La cruz y la espada, solía repetir mi padre. La milicia y la Iglesia, las dos luces que deben alumbrar el camino del español, del patriota, siempre juntas, siempre de la mano, como en aquellos tiempos gloriosos en los que España se enseñoreaba de todas las naciones y en sus dominios nunca se ponía el sol, cuando no éramos la nación de segunda fila en la que nos habían convertido los rojos y separatistas de la anti-España, sino un auténtico Imperio, la nación que más tierras había conquistado en toda la historia, más que el propio Imperio romano.

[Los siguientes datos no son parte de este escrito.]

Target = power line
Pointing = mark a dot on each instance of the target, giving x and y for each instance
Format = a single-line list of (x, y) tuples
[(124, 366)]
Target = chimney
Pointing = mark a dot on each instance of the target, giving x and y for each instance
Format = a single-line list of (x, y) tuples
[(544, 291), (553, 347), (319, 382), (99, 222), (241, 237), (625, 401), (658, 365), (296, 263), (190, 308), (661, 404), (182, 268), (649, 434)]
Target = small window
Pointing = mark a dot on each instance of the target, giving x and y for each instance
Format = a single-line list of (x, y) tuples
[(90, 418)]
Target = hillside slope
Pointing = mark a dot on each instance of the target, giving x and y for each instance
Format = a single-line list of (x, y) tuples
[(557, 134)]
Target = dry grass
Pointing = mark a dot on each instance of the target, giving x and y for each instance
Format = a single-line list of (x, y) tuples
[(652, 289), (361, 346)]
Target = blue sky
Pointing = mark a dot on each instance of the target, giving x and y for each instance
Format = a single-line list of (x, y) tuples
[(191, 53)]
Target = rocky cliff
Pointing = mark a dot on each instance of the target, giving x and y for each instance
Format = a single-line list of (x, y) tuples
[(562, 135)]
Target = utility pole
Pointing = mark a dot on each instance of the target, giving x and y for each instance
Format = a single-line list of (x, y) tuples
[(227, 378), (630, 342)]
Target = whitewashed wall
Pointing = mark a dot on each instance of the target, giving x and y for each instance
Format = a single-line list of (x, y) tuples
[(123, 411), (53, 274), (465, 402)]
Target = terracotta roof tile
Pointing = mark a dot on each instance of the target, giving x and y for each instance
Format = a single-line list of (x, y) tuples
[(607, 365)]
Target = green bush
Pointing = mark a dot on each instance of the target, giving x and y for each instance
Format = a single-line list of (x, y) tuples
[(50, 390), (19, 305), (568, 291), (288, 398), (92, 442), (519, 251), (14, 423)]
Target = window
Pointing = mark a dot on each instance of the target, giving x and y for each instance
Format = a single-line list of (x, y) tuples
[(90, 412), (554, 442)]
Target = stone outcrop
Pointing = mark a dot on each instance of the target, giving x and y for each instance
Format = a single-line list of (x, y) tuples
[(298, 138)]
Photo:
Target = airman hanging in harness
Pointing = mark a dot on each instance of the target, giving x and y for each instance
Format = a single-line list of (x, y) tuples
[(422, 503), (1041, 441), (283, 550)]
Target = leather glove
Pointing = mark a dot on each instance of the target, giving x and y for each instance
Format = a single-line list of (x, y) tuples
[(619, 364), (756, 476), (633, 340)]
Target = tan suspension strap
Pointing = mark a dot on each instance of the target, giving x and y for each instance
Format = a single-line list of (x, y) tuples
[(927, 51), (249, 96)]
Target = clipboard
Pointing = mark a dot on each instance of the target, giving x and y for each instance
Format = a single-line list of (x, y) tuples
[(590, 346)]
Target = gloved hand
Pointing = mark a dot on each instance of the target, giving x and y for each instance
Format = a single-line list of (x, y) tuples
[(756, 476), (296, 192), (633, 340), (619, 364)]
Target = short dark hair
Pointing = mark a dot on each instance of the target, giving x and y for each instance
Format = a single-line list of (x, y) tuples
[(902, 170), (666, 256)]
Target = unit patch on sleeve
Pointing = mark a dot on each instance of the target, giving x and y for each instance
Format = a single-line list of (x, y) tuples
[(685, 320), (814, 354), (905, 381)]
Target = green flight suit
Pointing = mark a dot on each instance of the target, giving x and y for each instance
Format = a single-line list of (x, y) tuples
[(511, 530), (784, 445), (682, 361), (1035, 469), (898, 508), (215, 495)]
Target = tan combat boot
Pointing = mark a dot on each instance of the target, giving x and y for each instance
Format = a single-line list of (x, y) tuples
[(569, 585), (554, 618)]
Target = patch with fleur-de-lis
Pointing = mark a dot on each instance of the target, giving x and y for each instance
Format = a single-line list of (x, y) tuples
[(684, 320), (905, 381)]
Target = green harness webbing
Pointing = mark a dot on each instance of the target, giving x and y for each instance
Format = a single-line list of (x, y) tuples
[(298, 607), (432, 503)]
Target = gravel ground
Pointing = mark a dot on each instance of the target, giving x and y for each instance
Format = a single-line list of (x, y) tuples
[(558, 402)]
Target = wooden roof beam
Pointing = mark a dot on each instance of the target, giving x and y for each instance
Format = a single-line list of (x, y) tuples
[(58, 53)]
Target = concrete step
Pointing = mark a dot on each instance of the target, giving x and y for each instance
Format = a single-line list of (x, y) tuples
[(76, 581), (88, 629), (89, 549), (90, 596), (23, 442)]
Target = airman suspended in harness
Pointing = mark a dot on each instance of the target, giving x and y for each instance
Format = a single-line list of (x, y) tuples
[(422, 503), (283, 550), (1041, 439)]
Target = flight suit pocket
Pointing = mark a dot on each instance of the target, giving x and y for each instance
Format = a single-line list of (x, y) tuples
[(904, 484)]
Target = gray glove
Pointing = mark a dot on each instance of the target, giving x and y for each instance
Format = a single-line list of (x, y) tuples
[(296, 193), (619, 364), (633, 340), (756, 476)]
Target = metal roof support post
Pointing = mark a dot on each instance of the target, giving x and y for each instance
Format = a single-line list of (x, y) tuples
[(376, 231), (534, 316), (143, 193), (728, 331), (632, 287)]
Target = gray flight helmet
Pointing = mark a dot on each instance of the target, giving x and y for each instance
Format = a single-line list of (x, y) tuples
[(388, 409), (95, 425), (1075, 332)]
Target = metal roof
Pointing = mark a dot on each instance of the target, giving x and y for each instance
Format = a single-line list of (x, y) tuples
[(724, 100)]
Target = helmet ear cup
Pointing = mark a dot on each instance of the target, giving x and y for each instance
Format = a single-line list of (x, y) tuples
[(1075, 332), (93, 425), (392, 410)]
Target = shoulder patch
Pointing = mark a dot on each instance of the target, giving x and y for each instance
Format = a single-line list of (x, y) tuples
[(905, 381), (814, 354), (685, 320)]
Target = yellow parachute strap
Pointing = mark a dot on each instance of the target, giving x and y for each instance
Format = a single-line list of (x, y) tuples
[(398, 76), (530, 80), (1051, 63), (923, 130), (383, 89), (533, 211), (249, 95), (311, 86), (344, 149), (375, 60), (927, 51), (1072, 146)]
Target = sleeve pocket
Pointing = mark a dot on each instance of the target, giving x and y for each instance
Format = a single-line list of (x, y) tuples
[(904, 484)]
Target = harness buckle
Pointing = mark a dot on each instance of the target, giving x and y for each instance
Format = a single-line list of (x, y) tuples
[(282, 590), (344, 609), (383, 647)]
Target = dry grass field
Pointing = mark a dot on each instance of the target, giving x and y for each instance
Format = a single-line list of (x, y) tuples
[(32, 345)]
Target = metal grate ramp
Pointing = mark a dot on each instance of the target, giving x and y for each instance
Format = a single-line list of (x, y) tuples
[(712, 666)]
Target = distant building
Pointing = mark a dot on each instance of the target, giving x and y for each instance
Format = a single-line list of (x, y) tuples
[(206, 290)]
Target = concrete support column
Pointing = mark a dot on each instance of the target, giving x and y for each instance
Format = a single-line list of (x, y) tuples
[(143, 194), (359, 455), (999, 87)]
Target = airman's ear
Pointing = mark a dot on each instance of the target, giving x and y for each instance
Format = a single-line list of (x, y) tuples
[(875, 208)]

– Ahora sólo nos queda parte del norte de África y la Guinea Ecuatorial, pero de la mano del Caudillo reverdeceremos los viejos laureles, tenlo siempre presente, hijo. Y recuerda, si de verdad quieres colaborar en el engrandecimiento de tu patria, sólo hay dos profesiones que sean verdaderamente dignas para un español con honor. El uniforme o el hábito. Lo dicen la sangre y la historia. Cuando los conquistadores españoles ensanchaban el territorio nacional les seguían siempre los sacerdotes, dispuestos a ensanchar también los territorios de Dios. He ahí la grandeza de España, hijo mío, que no se limitaba a construir con honor el Imperio, sino que proporcionaba a las razas inferiores que habían sido sometidas la posibilidad de acceder a la salvación eterna. Sólo por eso el español es el hombre más querido a los ojos de Dios. Y tú, hijo mío, si quieres ser un hijo digno de tu padre y de España, algún día seguirás uno de esos dos caminos.

Tardé mucho en preguntarle por qué él no se había dedicado a una de esas dos dignas profesiones. Sólo después de la muerte de mi madre me atreví a hacerlo. Para entonces había vuelto a casarse con una mujer más joven y un recién nacido se había instalado en la familia.